THE rail unions have demanded re-nationalisation. The franchise owners are demanding a better subsidy system but still want to be involved in running the railways. Shapps is unable to say what will happen next but he will “get Britain back on track”. That promise might come back to haunt him ...

The Scottish Government has taken a hit of £250 million on the emergency measures agreements which were brought in six months ago to compensate the two franchise operators in Scotland, ScotRail and Caledonian Sleepers. The overall bill for the coronavirus emergency payments to the whole of the British rail franchises is in excess of £3 billion.

One can only presume that Shapps contacted Matheson and asked for advice on how to run the railways. And presumably Matheson has told him that giving the Scottish Government control of the Scottish section of Network Rail, which owns and operates the actual rails on a UK-wide basis, would be a good start.


THE Tories always had British Rail in their sights during their orgy of privatisation in the 1980s under prime minister Margaret Thatcher. Yet despite many problems in the 1970s due to lack of investment and industrial action, the British public were still rather fond of British Rail, which was nationalised under Labour in 1948. Thatcher considered wholesale privatisation as going too far, although she did authorise the sale of several rail-linked operations such as Sealink Ferries, the Travellers Fare catering business and British Rail Engineering Limited (BREL) who did much of the maintenance work on the entire network.

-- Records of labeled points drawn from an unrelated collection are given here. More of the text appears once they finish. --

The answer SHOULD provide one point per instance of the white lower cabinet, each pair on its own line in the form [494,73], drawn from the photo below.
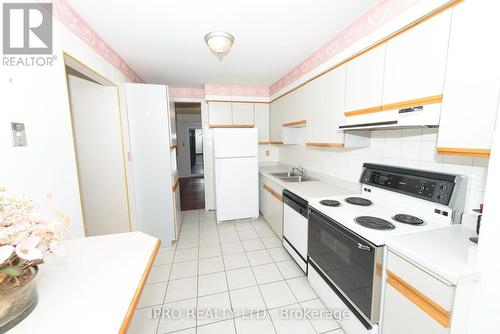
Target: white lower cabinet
[272,205]
[415,301]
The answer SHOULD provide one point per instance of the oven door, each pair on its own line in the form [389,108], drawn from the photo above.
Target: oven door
[347,261]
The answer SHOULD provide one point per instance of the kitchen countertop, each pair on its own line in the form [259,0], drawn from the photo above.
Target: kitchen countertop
[447,252]
[94,287]
[310,189]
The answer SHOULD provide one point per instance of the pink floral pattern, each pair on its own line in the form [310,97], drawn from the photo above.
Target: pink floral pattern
[236,90]
[74,22]
[190,93]
[379,13]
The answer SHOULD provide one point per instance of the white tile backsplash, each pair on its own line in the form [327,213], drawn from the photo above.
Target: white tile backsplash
[413,148]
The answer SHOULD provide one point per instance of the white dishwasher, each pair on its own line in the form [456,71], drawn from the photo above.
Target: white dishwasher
[295,227]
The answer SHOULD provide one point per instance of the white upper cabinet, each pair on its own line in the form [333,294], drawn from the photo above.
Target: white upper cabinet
[326,101]
[277,111]
[365,77]
[220,113]
[415,61]
[471,89]
[243,114]
[262,121]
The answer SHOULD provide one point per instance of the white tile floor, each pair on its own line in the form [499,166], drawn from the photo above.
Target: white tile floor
[240,268]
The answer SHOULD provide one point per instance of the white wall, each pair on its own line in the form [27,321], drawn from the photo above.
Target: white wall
[268,153]
[184,123]
[37,96]
[413,148]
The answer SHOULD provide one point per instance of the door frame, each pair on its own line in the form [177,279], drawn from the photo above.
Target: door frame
[79,66]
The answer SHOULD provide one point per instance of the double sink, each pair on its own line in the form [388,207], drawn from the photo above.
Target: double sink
[291,177]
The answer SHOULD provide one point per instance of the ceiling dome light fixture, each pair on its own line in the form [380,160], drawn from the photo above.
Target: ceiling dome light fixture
[219,42]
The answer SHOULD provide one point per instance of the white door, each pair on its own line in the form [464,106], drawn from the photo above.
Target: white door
[236,188]
[149,141]
[235,143]
[365,76]
[98,145]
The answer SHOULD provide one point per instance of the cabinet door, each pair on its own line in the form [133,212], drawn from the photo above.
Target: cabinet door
[365,76]
[402,316]
[415,61]
[326,104]
[262,121]
[276,120]
[472,86]
[220,113]
[243,114]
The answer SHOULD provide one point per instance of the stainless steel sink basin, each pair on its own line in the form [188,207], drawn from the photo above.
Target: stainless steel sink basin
[297,179]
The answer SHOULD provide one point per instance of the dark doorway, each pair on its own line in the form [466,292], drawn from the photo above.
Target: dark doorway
[190,155]
[196,151]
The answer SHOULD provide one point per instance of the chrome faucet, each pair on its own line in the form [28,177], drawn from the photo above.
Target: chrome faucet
[297,170]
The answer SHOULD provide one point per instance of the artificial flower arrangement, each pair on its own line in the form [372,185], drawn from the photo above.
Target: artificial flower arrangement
[26,237]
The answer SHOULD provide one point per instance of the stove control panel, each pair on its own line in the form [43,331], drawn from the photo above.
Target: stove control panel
[421,185]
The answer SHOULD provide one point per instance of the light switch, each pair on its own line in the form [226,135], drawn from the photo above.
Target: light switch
[18,134]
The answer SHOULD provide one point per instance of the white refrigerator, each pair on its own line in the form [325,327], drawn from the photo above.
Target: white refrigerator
[236,174]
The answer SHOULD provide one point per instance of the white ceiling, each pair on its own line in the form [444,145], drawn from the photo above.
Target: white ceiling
[163,40]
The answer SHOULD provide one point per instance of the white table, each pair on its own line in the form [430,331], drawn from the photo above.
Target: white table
[94,287]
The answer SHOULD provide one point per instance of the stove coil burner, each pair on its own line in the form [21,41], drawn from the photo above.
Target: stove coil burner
[408,219]
[374,223]
[358,201]
[330,202]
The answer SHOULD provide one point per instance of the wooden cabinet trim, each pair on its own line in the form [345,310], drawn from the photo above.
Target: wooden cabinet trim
[434,310]
[397,105]
[138,292]
[438,11]
[415,102]
[296,123]
[469,152]
[229,126]
[327,145]
[272,192]
[176,185]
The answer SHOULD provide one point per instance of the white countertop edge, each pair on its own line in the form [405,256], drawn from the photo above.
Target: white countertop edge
[447,276]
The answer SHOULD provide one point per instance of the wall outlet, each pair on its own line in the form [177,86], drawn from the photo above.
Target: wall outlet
[18,134]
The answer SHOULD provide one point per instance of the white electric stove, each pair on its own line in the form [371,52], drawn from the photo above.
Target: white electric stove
[346,234]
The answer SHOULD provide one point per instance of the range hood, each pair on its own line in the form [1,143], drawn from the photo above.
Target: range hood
[423,116]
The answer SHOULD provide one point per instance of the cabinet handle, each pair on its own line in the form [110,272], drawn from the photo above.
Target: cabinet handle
[434,310]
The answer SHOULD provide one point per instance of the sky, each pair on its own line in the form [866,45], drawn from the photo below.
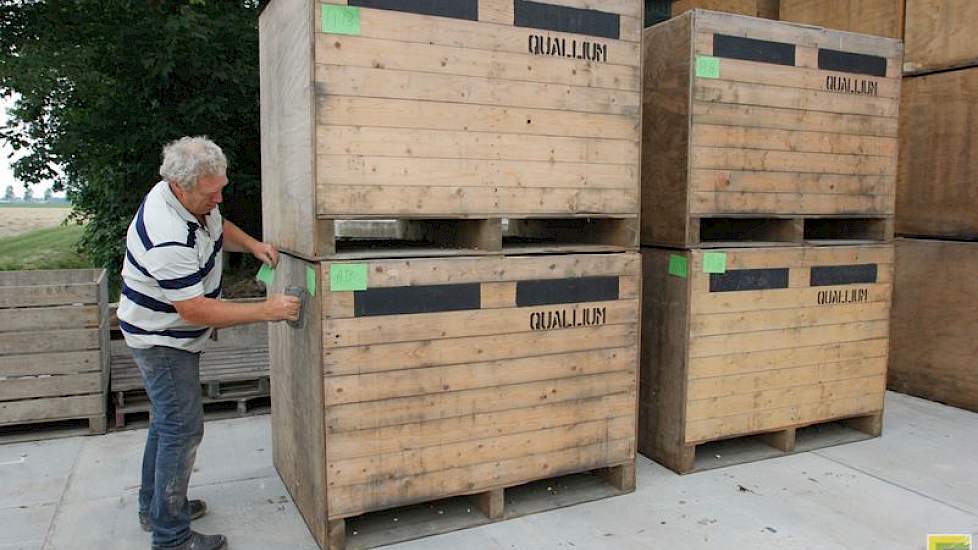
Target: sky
[6,173]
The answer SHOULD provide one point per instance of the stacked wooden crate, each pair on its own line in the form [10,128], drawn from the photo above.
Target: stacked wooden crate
[53,347]
[937,207]
[489,336]
[768,173]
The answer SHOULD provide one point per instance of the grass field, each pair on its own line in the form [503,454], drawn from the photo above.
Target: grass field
[49,248]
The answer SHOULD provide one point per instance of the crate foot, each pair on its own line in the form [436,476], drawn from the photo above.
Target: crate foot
[491,503]
[783,440]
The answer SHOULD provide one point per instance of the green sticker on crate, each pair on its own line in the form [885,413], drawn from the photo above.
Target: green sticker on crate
[707,66]
[347,277]
[715,262]
[341,19]
[266,274]
[678,266]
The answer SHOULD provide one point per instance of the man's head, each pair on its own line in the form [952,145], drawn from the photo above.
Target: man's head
[195,168]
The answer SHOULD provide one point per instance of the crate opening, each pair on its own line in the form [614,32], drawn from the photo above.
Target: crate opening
[556,232]
[747,230]
[848,229]
[354,236]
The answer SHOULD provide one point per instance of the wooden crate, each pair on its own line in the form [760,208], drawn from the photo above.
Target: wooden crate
[937,185]
[758,8]
[785,338]
[876,17]
[935,324]
[466,113]
[763,147]
[453,376]
[940,34]
[53,347]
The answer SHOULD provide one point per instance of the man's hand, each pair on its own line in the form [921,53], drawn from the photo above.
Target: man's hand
[265,253]
[280,307]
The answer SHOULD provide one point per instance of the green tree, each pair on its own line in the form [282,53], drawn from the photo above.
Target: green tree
[102,85]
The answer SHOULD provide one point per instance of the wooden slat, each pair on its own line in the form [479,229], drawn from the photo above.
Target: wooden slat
[19,343]
[345,501]
[726,386]
[774,419]
[418,435]
[792,119]
[746,322]
[427,115]
[388,329]
[359,51]
[71,362]
[342,170]
[740,363]
[412,355]
[57,408]
[407,410]
[408,143]
[455,455]
[473,90]
[47,318]
[50,386]
[439,380]
[424,29]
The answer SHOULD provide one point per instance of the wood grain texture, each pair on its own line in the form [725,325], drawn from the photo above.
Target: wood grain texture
[935,331]
[937,187]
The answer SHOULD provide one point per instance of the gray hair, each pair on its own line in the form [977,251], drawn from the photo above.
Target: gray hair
[189,158]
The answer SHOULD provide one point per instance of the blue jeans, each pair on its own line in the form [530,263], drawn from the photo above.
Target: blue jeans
[172,379]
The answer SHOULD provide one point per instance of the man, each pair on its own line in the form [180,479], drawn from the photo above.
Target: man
[170,304]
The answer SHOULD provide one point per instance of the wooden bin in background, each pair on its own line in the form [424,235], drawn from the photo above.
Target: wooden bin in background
[767,132]
[876,17]
[450,117]
[787,337]
[54,334]
[937,187]
[940,34]
[453,376]
[935,322]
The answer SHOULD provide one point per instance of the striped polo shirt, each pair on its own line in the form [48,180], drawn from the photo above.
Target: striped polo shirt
[170,257]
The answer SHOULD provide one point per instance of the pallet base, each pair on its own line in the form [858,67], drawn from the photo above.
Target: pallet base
[419,238]
[464,512]
[38,430]
[751,448]
[744,231]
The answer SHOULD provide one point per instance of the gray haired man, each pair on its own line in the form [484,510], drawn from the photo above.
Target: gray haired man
[170,304]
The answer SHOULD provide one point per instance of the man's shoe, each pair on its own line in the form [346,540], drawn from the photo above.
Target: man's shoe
[197,509]
[199,542]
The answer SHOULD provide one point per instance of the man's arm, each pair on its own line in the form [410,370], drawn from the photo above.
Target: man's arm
[209,312]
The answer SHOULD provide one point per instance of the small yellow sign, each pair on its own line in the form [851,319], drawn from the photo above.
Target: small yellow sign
[949,542]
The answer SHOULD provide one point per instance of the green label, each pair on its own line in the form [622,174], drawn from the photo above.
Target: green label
[707,66]
[715,262]
[678,266]
[347,277]
[341,19]
[311,280]
[266,274]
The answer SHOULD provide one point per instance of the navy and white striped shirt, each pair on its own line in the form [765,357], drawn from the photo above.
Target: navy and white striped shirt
[170,257]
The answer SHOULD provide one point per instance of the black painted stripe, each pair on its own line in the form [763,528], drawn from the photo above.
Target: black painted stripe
[751,49]
[417,299]
[566,291]
[848,62]
[830,275]
[738,280]
[456,9]
[549,17]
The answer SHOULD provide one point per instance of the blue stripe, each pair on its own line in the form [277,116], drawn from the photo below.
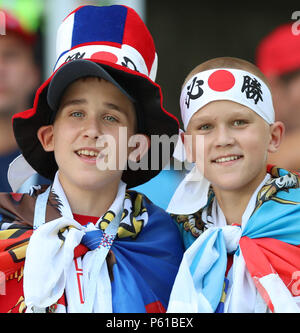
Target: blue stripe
[92,24]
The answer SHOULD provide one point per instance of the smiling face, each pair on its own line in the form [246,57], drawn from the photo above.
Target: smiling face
[236,142]
[90,109]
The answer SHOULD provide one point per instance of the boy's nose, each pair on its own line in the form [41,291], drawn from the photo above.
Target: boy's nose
[224,137]
[92,129]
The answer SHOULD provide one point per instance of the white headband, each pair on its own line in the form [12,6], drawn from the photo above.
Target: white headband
[226,84]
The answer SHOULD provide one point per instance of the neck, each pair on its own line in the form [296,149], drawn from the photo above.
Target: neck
[84,201]
[7,139]
[234,203]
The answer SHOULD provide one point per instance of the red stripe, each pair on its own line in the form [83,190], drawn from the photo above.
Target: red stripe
[264,256]
[155,307]
[137,36]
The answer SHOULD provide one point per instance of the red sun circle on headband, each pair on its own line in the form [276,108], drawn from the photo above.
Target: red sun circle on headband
[221,80]
[105,56]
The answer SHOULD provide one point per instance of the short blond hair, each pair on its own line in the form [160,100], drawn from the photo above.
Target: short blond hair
[227,62]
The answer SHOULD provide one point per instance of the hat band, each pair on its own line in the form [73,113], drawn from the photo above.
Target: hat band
[125,56]
[226,84]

Thatcher’s successor John Major was determined to show he could do it and made privatisation of the railways a commitment in the Tories’ 1992 General Election manifesto. He didn’t say how it would be done but by 1994 it was clear that franchising would be the way forward, effectively giving private companies control of various areas and regions and subsidising them in return for company investment to improve the railway service.

So-called “Roscos” were created to own and manage the rolling stock which was hired by the new franchisees. A rail regulator office was created to superintend the whole system.

Significantly, the Government also sold off the rail infrastructure itself to a consortium called Railtrack. The bids came in and the new franchising system came into effect in 1996, and while keeping ownership of the tracks and signalling, Railtrack let the train operating units run most of the country’s stations.


THE biggest failure was the first. Railtrack was already in serious trouble when the disastrous Hatfield rail crash in 2000 which killed four people was found to have been caused by a damaged rail, the responsibility of the company. The then Labour Government itself put Railtrack into insolvency and its assets and operations were given to a new entity, Network Rail.

Over the period of franchising there have been four controversial and high-profile collapses of franchises, the first being South Eastern in 2003 and the most newsworthy being the humiliating demise in 2009 of East Coast, operators of the franchise linking London to Edinburgh. Each collapse has seen the UK Government take the failed franchisee in-house, and many people maintain these “nationalised” services were better. The UK Government currently operates Northern Trains and London North Eastern Railway.


NATIONALISED railways work very well in many countries, but it would take a major change in policy for the Tory Government to reverse its privatisation policies. Under

Boris Johnson, it’s just not going to happen.

The end of franchising could, however, allow the Scottish Government to at least partly nationalise ScotRail. At the moment taxpayers have to shell out to keep franchises afloat. That has to end.